Kıbrıs Türk toplumunun siyasal eşitliğin önemini yıllardır vurguladığı ve bunun Cenevre’de ete kemiğe bürünmesi gerektiğine işaret eden Cumhurbaşkanı Akıncı, siyasal eşitliğin temel unsurları olan konularda Rum tarafının çok daha net mesajlar vermesi gerektiğini söyledi. 

"Türkiye ile yakın diyalog ve işbirliği içinde çalıştık"

Cumhurbaşkanı Akıncı, bu süreçte Türkiye ile yakın diyalog ve işbirliği içinde çalıştıklarını belirterek, yakın istişare ve diyaloğun Cenevre’de de devam edeceğini ifade etti. 

Cenevre'de eğer Rum tarafının yanlışları ön plana çıkar ve arzu edilebilir karşılıklı çözüme ulaşmak mümkün olmazsa KKTC’nin demokratik, laik, özgür bir toplum olarak yoluna devam edeceğini dile getiren Akıncı, “Bizim birinci seçeneğimiz elbette Kıbrıs'ta siyasal eşitlik içinde, özgürlük içinde, güvenlik içinde iki siyaseten eşit kurucu devletin var olacağı bir yapıyı kurmaktır. Arzumuz budur. Bunun dışında başka planla meşgul değiliz." şeklinde konuştu. 

"Cenevre artık bir dönüm noktası haline geldi"

Cenevre’nin artık bir dönüm noktası haline geldiğine, toprak-güvenlik konularının bile konuşulacağına dikkati çeken Cumhurbaşkanı Akıncı, şunları kaydetti:

"Müzakere süreçlerinde 'tümü bitmedikçe parçalar üzerindeki uzlaşmalar tek tek geçerli değil' anlayışı vardır. Yani hepsinde mutabakat sağlandığında anlaşma kesin olarak ortaya çıkacaktır. Dolayısıyla her şeyin en sonda varılacak uzlaşmaya bağlı olarak kabul edilebildiği gibi de bir durum vardır.
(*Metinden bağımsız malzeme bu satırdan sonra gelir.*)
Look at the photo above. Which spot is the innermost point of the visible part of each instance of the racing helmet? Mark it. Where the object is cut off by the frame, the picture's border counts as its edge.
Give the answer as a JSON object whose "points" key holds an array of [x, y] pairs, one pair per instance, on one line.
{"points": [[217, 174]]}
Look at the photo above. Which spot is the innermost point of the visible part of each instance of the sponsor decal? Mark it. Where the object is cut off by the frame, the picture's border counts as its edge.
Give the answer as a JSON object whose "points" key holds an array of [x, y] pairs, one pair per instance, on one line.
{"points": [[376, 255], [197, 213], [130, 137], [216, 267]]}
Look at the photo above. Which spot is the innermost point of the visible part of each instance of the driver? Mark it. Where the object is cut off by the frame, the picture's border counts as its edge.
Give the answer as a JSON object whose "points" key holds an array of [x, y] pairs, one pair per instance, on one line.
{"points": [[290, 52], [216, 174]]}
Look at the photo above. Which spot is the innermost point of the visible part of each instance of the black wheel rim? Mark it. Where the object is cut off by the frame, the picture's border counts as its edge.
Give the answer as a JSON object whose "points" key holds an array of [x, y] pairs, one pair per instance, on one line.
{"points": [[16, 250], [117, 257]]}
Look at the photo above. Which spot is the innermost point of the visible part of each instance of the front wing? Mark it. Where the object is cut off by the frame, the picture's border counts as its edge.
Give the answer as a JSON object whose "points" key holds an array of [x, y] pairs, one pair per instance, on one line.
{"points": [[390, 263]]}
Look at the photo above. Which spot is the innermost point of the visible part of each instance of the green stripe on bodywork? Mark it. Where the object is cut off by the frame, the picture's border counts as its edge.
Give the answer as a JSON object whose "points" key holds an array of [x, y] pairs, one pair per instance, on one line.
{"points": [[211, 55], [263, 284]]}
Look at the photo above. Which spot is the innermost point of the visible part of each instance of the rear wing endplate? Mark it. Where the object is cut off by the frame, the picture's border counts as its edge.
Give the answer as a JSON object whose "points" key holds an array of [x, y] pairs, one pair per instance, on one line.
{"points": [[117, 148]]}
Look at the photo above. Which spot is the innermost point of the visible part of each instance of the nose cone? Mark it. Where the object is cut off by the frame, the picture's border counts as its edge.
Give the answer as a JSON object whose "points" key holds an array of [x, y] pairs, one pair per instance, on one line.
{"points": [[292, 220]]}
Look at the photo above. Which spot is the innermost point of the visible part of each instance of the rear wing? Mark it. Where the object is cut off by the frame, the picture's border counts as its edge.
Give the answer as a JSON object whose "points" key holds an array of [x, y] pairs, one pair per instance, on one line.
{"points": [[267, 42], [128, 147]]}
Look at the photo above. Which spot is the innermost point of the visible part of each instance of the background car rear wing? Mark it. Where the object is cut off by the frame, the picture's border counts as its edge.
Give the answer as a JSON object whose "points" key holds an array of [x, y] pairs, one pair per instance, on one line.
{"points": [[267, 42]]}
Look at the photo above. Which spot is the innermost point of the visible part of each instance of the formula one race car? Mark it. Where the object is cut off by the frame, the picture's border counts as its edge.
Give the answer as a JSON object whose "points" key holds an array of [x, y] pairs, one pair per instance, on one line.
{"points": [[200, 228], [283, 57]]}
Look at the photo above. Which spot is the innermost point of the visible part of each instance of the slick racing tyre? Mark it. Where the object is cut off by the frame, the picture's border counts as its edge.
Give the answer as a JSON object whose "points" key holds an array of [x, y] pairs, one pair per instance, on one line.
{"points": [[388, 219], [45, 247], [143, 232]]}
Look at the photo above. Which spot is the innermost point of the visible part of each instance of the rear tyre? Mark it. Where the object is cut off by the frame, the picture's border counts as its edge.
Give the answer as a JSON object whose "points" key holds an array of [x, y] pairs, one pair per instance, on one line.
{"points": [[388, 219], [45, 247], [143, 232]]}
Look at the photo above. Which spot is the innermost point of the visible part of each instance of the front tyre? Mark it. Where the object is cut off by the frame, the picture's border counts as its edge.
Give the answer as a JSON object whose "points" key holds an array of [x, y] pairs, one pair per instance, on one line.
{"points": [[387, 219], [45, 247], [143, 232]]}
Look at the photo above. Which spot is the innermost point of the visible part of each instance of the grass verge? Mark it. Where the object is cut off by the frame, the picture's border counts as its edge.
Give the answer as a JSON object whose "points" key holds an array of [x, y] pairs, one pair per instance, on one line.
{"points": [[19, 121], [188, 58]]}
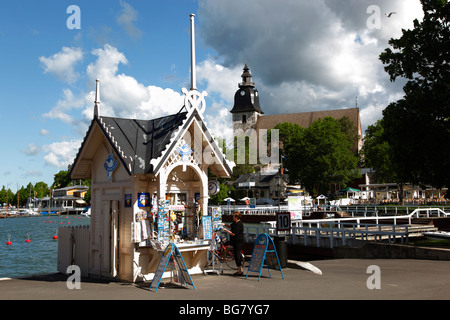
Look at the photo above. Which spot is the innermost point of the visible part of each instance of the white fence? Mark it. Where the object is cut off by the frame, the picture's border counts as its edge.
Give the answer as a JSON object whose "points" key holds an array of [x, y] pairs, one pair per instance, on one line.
{"points": [[73, 248], [340, 231]]}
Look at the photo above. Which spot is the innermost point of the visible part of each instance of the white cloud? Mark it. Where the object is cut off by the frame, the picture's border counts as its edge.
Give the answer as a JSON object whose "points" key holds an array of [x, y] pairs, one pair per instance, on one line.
{"points": [[44, 132], [61, 154], [32, 149], [64, 106], [121, 95], [62, 64]]}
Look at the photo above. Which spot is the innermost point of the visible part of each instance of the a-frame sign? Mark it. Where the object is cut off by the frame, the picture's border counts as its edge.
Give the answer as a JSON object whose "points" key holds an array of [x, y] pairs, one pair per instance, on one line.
{"points": [[264, 251], [171, 251]]}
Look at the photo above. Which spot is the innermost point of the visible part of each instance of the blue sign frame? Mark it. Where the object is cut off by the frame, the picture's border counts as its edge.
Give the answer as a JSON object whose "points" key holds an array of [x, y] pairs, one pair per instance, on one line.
{"points": [[171, 251], [264, 251]]}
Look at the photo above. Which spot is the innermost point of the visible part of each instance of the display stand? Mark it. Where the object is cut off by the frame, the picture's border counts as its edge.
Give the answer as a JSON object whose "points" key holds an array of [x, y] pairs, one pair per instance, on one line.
{"points": [[208, 235], [213, 246], [264, 251], [171, 251]]}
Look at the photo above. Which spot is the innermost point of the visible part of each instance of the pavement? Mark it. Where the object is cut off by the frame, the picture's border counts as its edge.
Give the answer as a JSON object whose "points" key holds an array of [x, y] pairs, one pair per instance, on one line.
{"points": [[336, 279]]}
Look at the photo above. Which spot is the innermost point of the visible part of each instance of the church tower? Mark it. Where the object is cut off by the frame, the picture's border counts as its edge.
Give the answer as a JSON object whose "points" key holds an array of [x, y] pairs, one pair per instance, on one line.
{"points": [[246, 109]]}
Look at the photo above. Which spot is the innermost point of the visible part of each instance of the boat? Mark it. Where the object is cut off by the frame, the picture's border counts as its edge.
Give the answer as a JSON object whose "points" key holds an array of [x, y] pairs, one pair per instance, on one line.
{"points": [[437, 235]]}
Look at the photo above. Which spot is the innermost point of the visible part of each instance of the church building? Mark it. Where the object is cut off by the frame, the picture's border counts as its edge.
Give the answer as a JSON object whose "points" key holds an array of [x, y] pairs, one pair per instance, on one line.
{"points": [[269, 185]]}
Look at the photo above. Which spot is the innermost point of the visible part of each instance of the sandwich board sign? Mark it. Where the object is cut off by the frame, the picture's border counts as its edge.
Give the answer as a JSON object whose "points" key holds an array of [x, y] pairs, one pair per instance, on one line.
{"points": [[264, 251], [171, 251]]}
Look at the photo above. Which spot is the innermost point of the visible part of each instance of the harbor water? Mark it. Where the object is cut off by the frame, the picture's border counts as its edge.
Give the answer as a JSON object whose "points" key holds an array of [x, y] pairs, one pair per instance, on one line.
{"points": [[39, 254]]}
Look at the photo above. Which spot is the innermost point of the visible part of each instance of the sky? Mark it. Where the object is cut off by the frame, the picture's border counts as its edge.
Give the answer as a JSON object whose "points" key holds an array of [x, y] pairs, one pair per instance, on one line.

Biz de herhangi bir konuda 'şunu kabul ettik dediğimizde ama bunun sonunda güvenliğimiz de önemlidir, eğer biz güvenlikte tatmin olmazsak bu konudaki kararımızı da gözden geçirebiliriz' diyebiliriz. Onların da bu tür hakları olabilir. Bu hakkı esirgemiyoruz onlardan da. Ancak bir konuda kesinlik istiyoruz. Bir çözüm olacaksa ve hep birlikte bunu sağlayacaksak, bu çözümün önemli unsurlarından birinin de dönüşümlü başkanlık ve kararlara etkin katılım konusu olduğunu artık netleştirmeleri gerekir.”